My dick thickens in my boxers and reality hits me like a train. I lock my phone and throw it across the room, not caring if the screen shatters.What the hell am I doing?I can’t allow myself to feed into this attraction.

Throwing the covers off my sweaty body, I walk to the bathroom for my second shower of the night. I usually prefer hot showers, but right now, I’m in need of a damn ice bath. My dick finally settles down with the sting of cold water, and I convince myself I just need to get laid. I’ll go on a date, have a night of hot sex, and forget this ever happened. My infatuation with Phoebe Rhodes stops now.

THREE

PHOEBE

The smell of coffee brings me to life as I pour oat milk creamer into my insulated travel mug. I barely got any sleep last night, thanks to first day jitters. I finally decided to get out of bed at six and go for a jog around campus.

Even in the dim morning light, CCU is absolutely stunning. Palm trees border the Victorian-style campus, and a beautiful bell tower stands tall in the courtyard. The ocean sunrise twinkles from the east side of campus, allowing rays of morning light to flicker across the horizon.
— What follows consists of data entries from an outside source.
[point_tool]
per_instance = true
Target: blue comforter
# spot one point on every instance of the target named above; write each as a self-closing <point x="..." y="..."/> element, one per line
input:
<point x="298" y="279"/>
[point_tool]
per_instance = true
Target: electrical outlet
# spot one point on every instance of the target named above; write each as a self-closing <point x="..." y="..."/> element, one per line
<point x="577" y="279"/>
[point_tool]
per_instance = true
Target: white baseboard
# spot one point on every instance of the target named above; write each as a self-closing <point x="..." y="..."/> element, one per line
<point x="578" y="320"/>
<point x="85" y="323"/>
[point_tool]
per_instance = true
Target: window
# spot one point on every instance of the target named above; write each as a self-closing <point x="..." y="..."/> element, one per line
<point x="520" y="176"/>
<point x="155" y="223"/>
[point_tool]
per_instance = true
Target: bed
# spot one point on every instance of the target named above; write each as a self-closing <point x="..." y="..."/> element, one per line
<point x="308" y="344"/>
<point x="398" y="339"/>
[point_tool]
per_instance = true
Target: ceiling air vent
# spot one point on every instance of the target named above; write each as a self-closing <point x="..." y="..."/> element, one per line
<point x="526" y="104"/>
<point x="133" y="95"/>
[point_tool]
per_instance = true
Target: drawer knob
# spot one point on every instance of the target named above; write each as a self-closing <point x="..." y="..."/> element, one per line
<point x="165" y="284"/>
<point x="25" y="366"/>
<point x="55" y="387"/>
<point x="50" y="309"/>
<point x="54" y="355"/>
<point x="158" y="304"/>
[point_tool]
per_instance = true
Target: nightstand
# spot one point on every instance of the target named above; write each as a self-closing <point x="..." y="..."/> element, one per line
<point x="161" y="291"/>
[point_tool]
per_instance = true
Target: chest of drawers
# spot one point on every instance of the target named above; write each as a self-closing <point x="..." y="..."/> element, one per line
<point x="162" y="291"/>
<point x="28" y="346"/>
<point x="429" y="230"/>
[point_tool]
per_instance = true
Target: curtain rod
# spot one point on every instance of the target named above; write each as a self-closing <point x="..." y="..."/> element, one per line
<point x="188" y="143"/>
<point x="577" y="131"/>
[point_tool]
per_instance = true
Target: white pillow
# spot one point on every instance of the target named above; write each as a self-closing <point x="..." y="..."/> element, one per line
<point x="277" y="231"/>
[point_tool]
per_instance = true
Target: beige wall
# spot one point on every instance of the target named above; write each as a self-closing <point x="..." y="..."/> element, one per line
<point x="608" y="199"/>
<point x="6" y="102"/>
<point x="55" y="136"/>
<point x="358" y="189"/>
I had to stop mid-run to take in the view of the sun ascending above the sea. I’ve always loved the symbolism of a sunrise, the notion that each day is a fresh start.

“That smells heavenly,” Maisie says with a yawn as she emerges from her room. “Please tell me you made enough for two.”

“What type of roommate would that make me if I didn't? Help yourself,” I answer as I swipe a banana off the counter for breakfast.

“You’re the best,” Maisie groans as she pours herself a fresh cup of coffee. “Why do you look so hot?” she questions as she looks me over, bringing the steaming mug to her lips. “It’s an unspoken rule that the college dress code consists of scrunchies and oversized t-shirts.”

“Maybe I’ll meet the love of my life today. You never know,” I say with a smirk. My first class doesn’t start until nine, so I had a few hours to myself after my run. After reviewing my class schedule for the hundredth time, I spent the rest of my morning getting ready. I curled my hair in soft beach waves and settled on a pair of high-waisted jean shorts, a sky-blue tank top, and white converse. Casual but cute is always my go-to style choice.

“Mmmm,” Maisie hums as she sips her coffee, holding a finger up in thought. “Can you take a picture of me? I promised my mom I would send her one. It’s a tradition she started when I was in kindergarten, and we’ve never skipped a year. I swear to God, she’ll make me take one until we graduate,” she jokes.

I can’t help but feel a pang of jealousy at her comment. My parents haven't so much as called me. I thought about trying to call last night, but quickly decided against it. Screw that; it’s their responsibility to call their only child to check in. If it wasn't for Corbin, I would have moved with no help. Hell, my parents would have happily paid a moving company before they did any physical labor.